Dengan memahami perbedaan flu biasa dan influenza, masyarakat diharapkan lebih waspada. Gejala berat sebaiknya segera ditangani secara medis.

Masyarakat juga diimbau tidak panik dengan istilah superflu yang beredar luas. Informasi yang tepat membantu menjaga ketenangan dan kewaspadaan.

Untuk diketahui, kasus influenza A(H3N2) subclade K di Indonesia tercatat mencapai 62 kasus hingga akhir Desember 2025. Sebaran terbanyak berada di Jawa Timur, Kalimantan Selatan, dan Jawa Barat.

Kementerian Kesehatan Republik Indonesia memastikan situasi nasional masih terkendali. Tidak ditemukan peningkatan tingkat keparahan kasus secara signifikan.

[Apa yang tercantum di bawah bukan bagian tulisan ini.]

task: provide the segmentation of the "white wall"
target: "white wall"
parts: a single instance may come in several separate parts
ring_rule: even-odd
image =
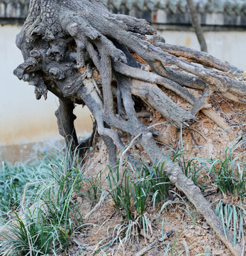
[[[15,46],[16,35],[21,27],[0,26],[0,144],[32,142],[58,136],[54,112],[57,100],[50,92],[45,102],[35,100],[34,87],[19,81],[13,70],[23,62],[21,51]],[[196,35],[191,31],[162,31],[168,43],[199,49]],[[246,31],[206,32],[208,52],[246,70]],[[89,131],[91,121],[89,111],[79,113],[76,124],[79,133]],[[78,112],[78,111],[77,111]]]
[[[15,44],[21,26],[0,26],[0,145],[47,140],[59,136],[55,111],[58,100],[50,92],[46,101],[35,99],[34,87],[18,80],[13,70],[23,62]],[[89,132],[91,121],[86,108],[75,114],[78,132]]]

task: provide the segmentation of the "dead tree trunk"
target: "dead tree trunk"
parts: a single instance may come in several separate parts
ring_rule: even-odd
[[[197,16],[193,0],[187,0],[187,4],[191,14],[192,25],[195,29],[197,39],[199,40],[199,42],[200,43],[201,50],[207,53],[207,43],[206,43],[203,31],[199,21],[199,17]]]
[[[133,100],[138,97],[177,127],[192,125],[202,111],[226,128],[208,101],[216,92],[245,104],[237,97],[246,95],[245,83],[229,72],[235,67],[205,53],[166,44],[145,21],[112,14],[101,0],[32,0],[16,44],[24,63],[14,74],[35,86],[37,99],[45,99],[48,91],[60,98],[59,131],[67,139],[73,139],[73,147],[78,144],[74,103],[86,105],[93,113],[98,133],[104,140],[109,139],[106,144],[112,162],[115,146],[120,151],[125,147],[118,131],[133,137],[141,133],[139,142],[149,156],[153,161],[166,160],[170,181],[187,196],[232,253],[240,255],[240,245],[233,246],[228,230],[225,235],[220,219],[199,188],[160,150],[156,132],[140,121]],[[193,106],[192,111],[179,107],[162,87],[184,98]],[[200,97],[187,87],[199,89]]]

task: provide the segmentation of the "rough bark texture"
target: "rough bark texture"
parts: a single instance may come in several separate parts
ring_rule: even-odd
[[[208,100],[216,92],[245,104],[233,94],[246,95],[245,84],[230,74],[235,67],[208,54],[172,48],[145,21],[112,14],[101,0],[31,1],[16,44],[24,63],[15,75],[35,86],[37,99],[46,99],[48,91],[60,98],[56,115],[67,144],[72,139],[72,148],[78,145],[74,103],[86,105],[93,113],[112,164],[116,149],[121,151],[125,147],[118,131],[132,137],[140,134],[138,140],[149,156],[166,161],[170,181],[187,196],[232,253],[240,255],[240,245],[233,247],[228,230],[225,236],[220,220],[199,188],[161,152],[155,139],[158,135],[139,120],[134,102],[137,98],[158,110],[177,127],[192,125],[202,111],[225,129],[227,124],[209,109]],[[184,98],[193,110],[186,111],[172,102],[162,87]],[[200,97],[187,87],[199,89]],[[81,147],[89,146],[91,138],[82,142]]]

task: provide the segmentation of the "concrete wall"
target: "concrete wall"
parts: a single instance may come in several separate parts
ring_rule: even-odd
[[[10,145],[60,137],[54,114],[57,108],[56,97],[50,92],[47,101],[43,98],[36,100],[34,87],[13,75],[13,69],[23,62],[21,53],[15,46],[16,35],[21,28],[13,25],[0,26],[0,160],[9,159],[13,152],[20,152],[16,149],[6,151],[12,149]],[[199,50],[196,35],[191,31],[159,33],[168,43]],[[246,31],[206,31],[205,36],[211,54],[246,70]],[[92,123],[88,110],[78,106],[75,114],[78,117],[75,123],[78,132],[89,132]]]
[[[50,92],[47,100],[35,99],[34,87],[20,81],[13,70],[23,62],[21,53],[15,45],[16,35],[21,26],[0,26],[0,145],[34,142],[57,137],[54,112],[58,100]],[[78,132],[89,132],[89,112],[76,107]]]

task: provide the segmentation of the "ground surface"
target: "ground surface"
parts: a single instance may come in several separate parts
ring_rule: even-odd
[[[170,96],[172,97],[172,95]],[[182,107],[185,107],[185,103],[181,99],[176,97],[176,102]],[[170,151],[172,152],[170,148],[177,150],[183,144],[183,146],[186,149],[184,152],[187,159],[194,157],[223,159],[226,147],[233,142],[238,140],[238,137],[242,134],[242,130],[245,132],[245,108],[239,104],[231,104],[231,102],[226,102],[216,95],[213,97],[211,103],[213,109],[216,110],[221,117],[225,118],[227,123],[231,125],[230,131],[229,132],[223,131],[207,117],[202,116],[199,117],[201,121],[193,126],[192,129],[182,131],[182,139],[181,139],[180,131],[166,122],[166,124],[160,127],[160,134],[168,139],[172,146],[162,146],[163,151],[170,154]],[[150,111],[150,110],[146,110]],[[154,112],[152,114],[151,118],[142,118],[141,121],[147,125],[165,122],[157,112]],[[127,139],[125,139],[125,142],[127,142]],[[90,166],[86,171],[89,171],[94,176],[96,176],[100,171],[108,172],[106,166],[106,146],[101,140],[97,142],[96,146],[97,151],[96,150],[91,155]],[[237,149],[237,153],[242,151],[245,151],[244,144]],[[141,154],[146,156],[138,142],[133,146],[132,152],[136,155]],[[150,164],[147,158],[145,160]],[[205,176],[204,173],[201,176],[201,180]],[[103,183],[102,188],[103,190],[108,188],[106,181]],[[177,203],[181,201],[181,199],[175,193],[171,192],[171,191],[177,192],[175,188],[170,186],[169,189],[169,199],[174,203],[167,207],[167,210],[162,212],[157,222],[155,222],[155,219],[163,203],[155,206],[155,209],[150,201],[147,203],[145,213],[152,223],[152,232],[149,230],[145,238],[144,235],[140,235],[138,239],[135,238],[133,241],[123,244],[118,240],[114,245],[104,247],[104,252],[107,255],[135,255],[153,242],[156,242],[156,244],[144,254],[145,255],[203,255],[205,248],[208,247],[211,247],[212,255],[231,255],[231,253],[206,224],[201,214],[197,214],[195,220],[196,225],[194,225],[189,214],[184,209],[180,208],[180,207],[186,208],[186,207]],[[230,203],[238,203],[233,201],[231,196],[222,196],[218,193],[218,187],[213,181],[206,181],[204,193],[206,191],[209,191],[208,196],[206,198],[211,203],[218,201],[219,199]],[[181,193],[180,195],[184,196]],[[185,197],[184,198],[186,200]],[[81,203],[81,211],[83,215],[86,215],[93,207],[94,204],[91,203],[91,201],[89,201],[85,197],[79,196],[77,201]],[[187,202],[186,200],[186,201]],[[195,216],[194,208],[188,202],[187,203],[192,215]],[[243,206],[246,209],[245,200]],[[107,200],[97,212],[86,220],[86,223],[90,224],[86,225],[83,233],[77,235],[76,239],[87,250],[87,255],[93,255],[96,249],[103,247],[106,242],[110,241],[112,236],[116,237],[117,232],[119,232],[121,228],[122,228],[124,225],[120,213],[116,210],[113,203],[111,200]],[[158,241],[158,238],[162,237],[162,233],[166,234],[171,231],[174,231],[174,233],[169,238],[164,240],[164,242]],[[124,232],[121,231],[120,234],[123,238]],[[142,230],[142,235],[143,235]],[[81,255],[79,251],[81,250],[77,244],[72,246],[71,253]],[[101,255],[104,255],[102,252]],[[86,253],[85,254],[86,255]]]

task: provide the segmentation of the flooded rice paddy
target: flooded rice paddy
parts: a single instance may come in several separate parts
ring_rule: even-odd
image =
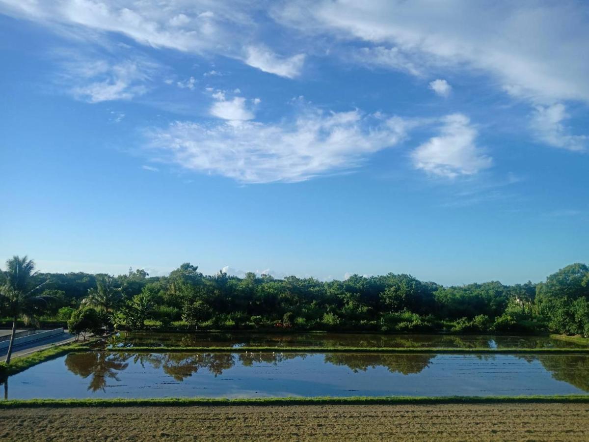
[[[457,348],[565,348],[576,344],[548,336],[488,335],[378,335],[346,333],[121,332],[110,347],[398,347]]]
[[[588,394],[589,356],[92,351],[5,387],[8,399]]]

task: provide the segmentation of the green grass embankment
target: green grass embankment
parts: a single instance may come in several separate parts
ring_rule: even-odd
[[[519,354],[541,353],[552,354],[589,354],[588,348],[459,348],[435,347],[114,347],[101,350],[115,353],[451,353]]]
[[[389,396],[383,397],[161,398],[151,399],[29,399],[0,402],[0,409],[71,407],[187,407],[219,405],[394,405],[436,404],[589,404],[589,395],[554,396]]]
[[[550,337],[554,339],[565,341],[567,342],[573,342],[578,345],[589,347],[589,338],[583,338],[580,335],[575,336],[567,336],[566,335],[550,335]]]

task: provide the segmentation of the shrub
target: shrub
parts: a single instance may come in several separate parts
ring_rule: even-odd
[[[182,309],[182,320],[192,325],[206,321],[211,316],[211,310],[203,301],[194,301],[184,305]]]
[[[329,312],[323,315],[321,322],[329,327],[334,327],[339,324],[340,319],[336,315]]]
[[[491,321],[487,315],[478,315],[474,319],[461,318],[452,324],[453,332],[484,332],[490,328]]]
[[[62,307],[57,311],[57,318],[61,321],[69,321],[75,311],[75,309],[73,307]]]
[[[259,328],[260,326],[262,325],[263,322],[264,318],[261,316],[253,316],[250,318],[250,323],[253,325],[255,328]]]
[[[154,309],[152,316],[156,321],[160,321],[166,326],[169,325],[174,321],[180,321],[181,318],[180,311],[176,307],[166,305],[159,305]]]
[[[92,307],[84,307],[74,312],[68,321],[68,329],[70,333],[76,335],[76,339],[83,334],[84,339],[86,333],[102,334],[102,321],[98,312]]]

Direktur Penyakit Menular Kementerian Kesehatan RI, dr. Prima Yosephine, menegaskan hasil pemantauan nasional dan global. Subclade K dinilai tidak lebih berbahaya dibanding varian influenza lainnya.

“Berdasarkan penilaian WHO dan data epidemiologi yang tersedia, influenza A(H3N2) subclade K tidak menunjukkan peningkatan tingkat keparahan,” ujarnya, Kamis, 1 Desember 2025.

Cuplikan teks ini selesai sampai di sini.